Menanggapi 'rumor' tersebut, Dorna mengeluarkan pernyataan yang mengingatkan bahwa Suzuki tidak bisa meninggalkan MotoGP secara sepihak, membuat kesepakatan perlu dicapai untuk mengakhiri kontrak yang sedianya berakhir 2026 lebih awal.

“Pikiran awal saya adalah, jika saya berada di tim Suzuki, saya akan benar-benar marah,” kata mantan juara Inggris dan pembalap Grand Prix Huewen. “Tidak ada yang tahu ini akan datang dan Anda hanya bisa menyalahkan dewan di Jepang.

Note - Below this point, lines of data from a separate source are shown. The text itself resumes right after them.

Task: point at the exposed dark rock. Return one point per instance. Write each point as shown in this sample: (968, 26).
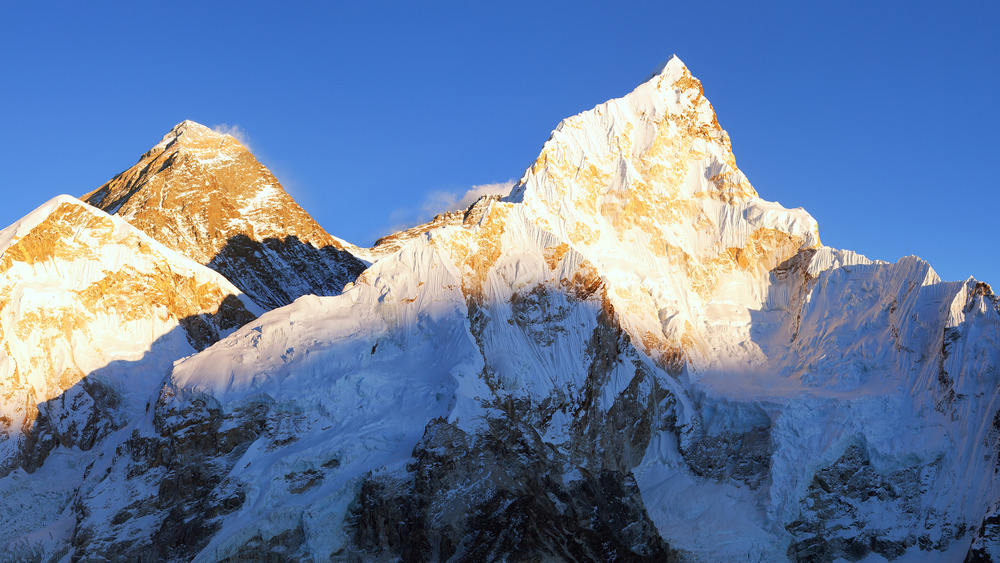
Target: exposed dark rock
(502, 495)
(276, 272)
(833, 523)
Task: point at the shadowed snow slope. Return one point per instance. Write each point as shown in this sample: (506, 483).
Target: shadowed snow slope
(632, 357)
(83, 298)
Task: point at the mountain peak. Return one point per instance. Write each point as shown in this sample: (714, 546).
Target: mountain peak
(203, 194)
(672, 67)
(193, 135)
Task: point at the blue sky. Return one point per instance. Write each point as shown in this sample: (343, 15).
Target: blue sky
(879, 118)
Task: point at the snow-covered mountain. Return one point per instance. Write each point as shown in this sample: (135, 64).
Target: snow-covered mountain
(92, 315)
(631, 357)
(204, 194)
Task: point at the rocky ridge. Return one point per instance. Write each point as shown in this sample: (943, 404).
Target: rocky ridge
(92, 315)
(205, 195)
(632, 357)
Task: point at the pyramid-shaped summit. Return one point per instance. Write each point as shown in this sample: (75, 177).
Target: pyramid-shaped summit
(633, 357)
(202, 193)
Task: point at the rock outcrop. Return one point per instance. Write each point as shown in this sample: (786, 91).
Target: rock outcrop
(204, 194)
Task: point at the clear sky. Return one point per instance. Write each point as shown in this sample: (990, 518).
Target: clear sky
(880, 118)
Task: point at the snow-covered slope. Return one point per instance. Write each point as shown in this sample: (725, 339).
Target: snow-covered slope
(632, 357)
(92, 315)
(204, 194)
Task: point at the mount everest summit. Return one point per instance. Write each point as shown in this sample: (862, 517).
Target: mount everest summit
(631, 357)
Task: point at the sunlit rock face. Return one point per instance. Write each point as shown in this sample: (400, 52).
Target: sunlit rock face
(631, 357)
(92, 314)
(205, 195)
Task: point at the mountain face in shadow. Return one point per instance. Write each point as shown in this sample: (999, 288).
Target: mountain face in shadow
(84, 297)
(205, 195)
(633, 357)
(278, 271)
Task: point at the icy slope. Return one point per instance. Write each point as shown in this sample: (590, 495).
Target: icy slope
(631, 357)
(92, 315)
(203, 194)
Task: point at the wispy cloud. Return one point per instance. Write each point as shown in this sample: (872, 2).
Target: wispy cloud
(234, 131)
(439, 201)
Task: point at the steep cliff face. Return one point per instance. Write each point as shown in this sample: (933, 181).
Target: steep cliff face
(92, 315)
(632, 357)
(204, 194)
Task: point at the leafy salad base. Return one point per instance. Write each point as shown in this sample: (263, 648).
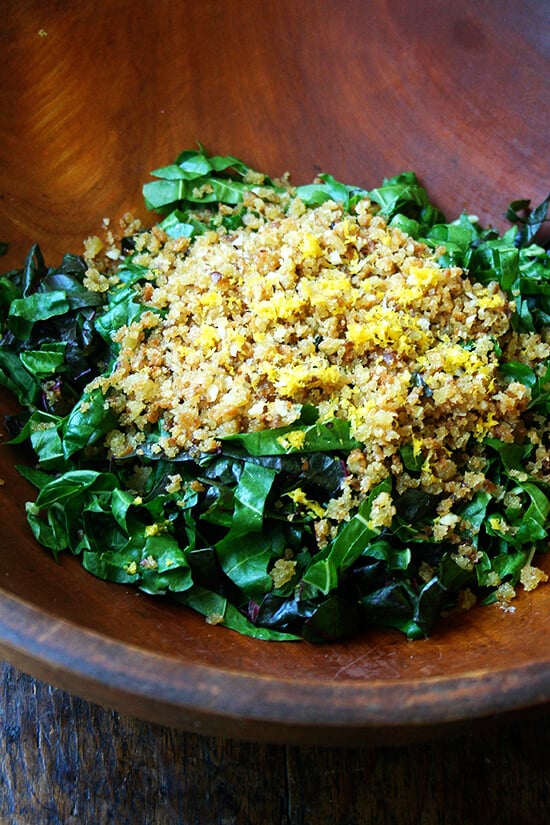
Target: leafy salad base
(208, 530)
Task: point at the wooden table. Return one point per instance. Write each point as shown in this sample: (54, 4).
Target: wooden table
(65, 761)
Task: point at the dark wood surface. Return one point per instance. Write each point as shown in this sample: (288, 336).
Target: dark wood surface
(94, 95)
(65, 761)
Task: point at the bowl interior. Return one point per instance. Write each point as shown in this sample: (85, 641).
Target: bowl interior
(91, 101)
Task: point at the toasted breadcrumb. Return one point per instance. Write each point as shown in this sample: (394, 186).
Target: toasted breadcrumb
(341, 311)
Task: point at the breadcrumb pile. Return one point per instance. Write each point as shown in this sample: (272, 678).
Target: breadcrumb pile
(341, 311)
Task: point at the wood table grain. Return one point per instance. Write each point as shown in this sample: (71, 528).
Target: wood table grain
(65, 761)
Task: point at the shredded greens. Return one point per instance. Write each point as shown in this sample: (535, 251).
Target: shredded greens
(212, 540)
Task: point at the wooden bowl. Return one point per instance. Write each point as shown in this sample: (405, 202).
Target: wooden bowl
(92, 99)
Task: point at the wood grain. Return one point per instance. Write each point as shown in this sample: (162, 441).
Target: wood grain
(92, 97)
(66, 762)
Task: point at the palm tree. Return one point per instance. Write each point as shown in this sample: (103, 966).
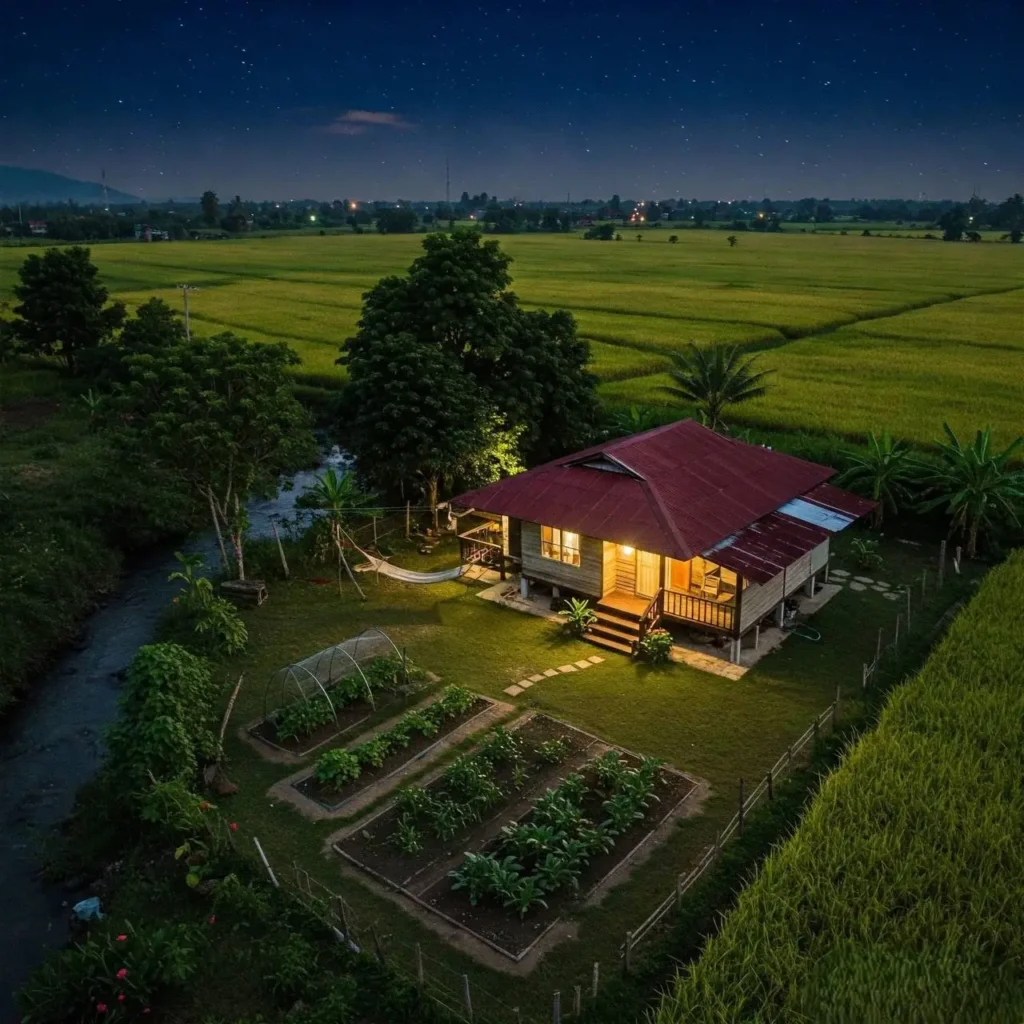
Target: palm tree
(887, 473)
(634, 420)
(714, 378)
(341, 498)
(975, 485)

“Mereka telah membuat keputusan ini. Itu hanya bisa finansial. Teori saya adalah bahwa Suzuki memiliki reaksi spontan terhadap penjualan dan - meskipun faktanya mereka sangat sukses di arena balap - mereka menarik karpetnya.

“Pada tingkat manusia, ini adalah bencana mutlak bagi tim. Pada tingkat profesional, ini hampir sama buruknya dan menghancurkan dari sudut pandang penggemar balapan.

“Meskipun ini adalah bencana yang dibuat Suzuki, itu mungkin menjadi hal yang benar secara fiskal untuk dilakukan, mengingat situasi dengan pasar dunia terkait dengan perang di Ukraina. Saya dapat melihat 2023 sebagai tahun yang canggung di mana semua orang akan terhuyung-huyung kembali dari biaya tambahan.

"Mungkin Suzuki telah melihat buku mereka sedikit lebih keras dan telah melihat tidak ada korelasi antara balap Grand Prix dan penjualan sepeda motor mereka dan telah memutuskan untuk melompat lebih awal."

Crash.net MotoGP podcast with Keith Huewen
Crash.net MotoGP podcast with Keith Huewen

Setelah Brexit, kini muncul Sexit

Meskipun demikian, Huewen yakin Suzuki akan membayar denda tinggi untuk pergi setelah hanya satu tahun dari kontrak lima tahun MotoGP mereka saat ini, sebagian untuk mencegah pabrikan lain melakukan hal yang sama.

“Anda dapat yakin ada kontrak yang kuat [antara Dorna dan Suzuki], tetapi tidak ada kepentingan siapa pun untuk memperebutkan kontrak.

“Yang mengatakan, Suzuki harus membayar semacam kompensasi dan saya pikir mereka harus membayar denda besar. Saya pikir Dorna harus menegakkan itu, keras.

“Karena Anda tidak menarik karpet keluar karena baru saja menandatangani kontrak lima tahun dengan Dorna. Apakah tangan kiri di Suzuki tidak tahu apa yang dilakukan tangan kanan?

“Ada paralel dalam semua ini. Kami telah mengalami Brexit, Inggris meninggalkan Uni Eropa. Dan sekarang kita punya 'Sexit', Suzuki meninggalkan MotoGP!

“Mereka harus mempersulit Suzuki atau semua orang ingin pergi pada tahap tertentu, atau mengatur ulang kontrak mereka. Jadi seksi itu. ”

Huewen, editor Crash.net MotoGP Pete McLaren dan pembawa acara podcast Harry Benjamin juga membahas apa arti berita tersebut bagi pembalap Suzuki saat ini, Joan Mir dan Alex Rins, sebelum perhatian beralih ke ulasan tes Jerez itu sendiri dan MotoGP Prancis yang akan datang akhir pekan ini.

Salah satu anekdot Le Mans yang penuh warna dari Keith berakhir dengan pernyataan, “Saya belum pernah melihat begitu banyak pohon willies tergantung di jalan seperti yang mereka lakukan di mobilnya…!”

Download Episode 45 di link berikut...

Podcast baru tersedia setiap minggu.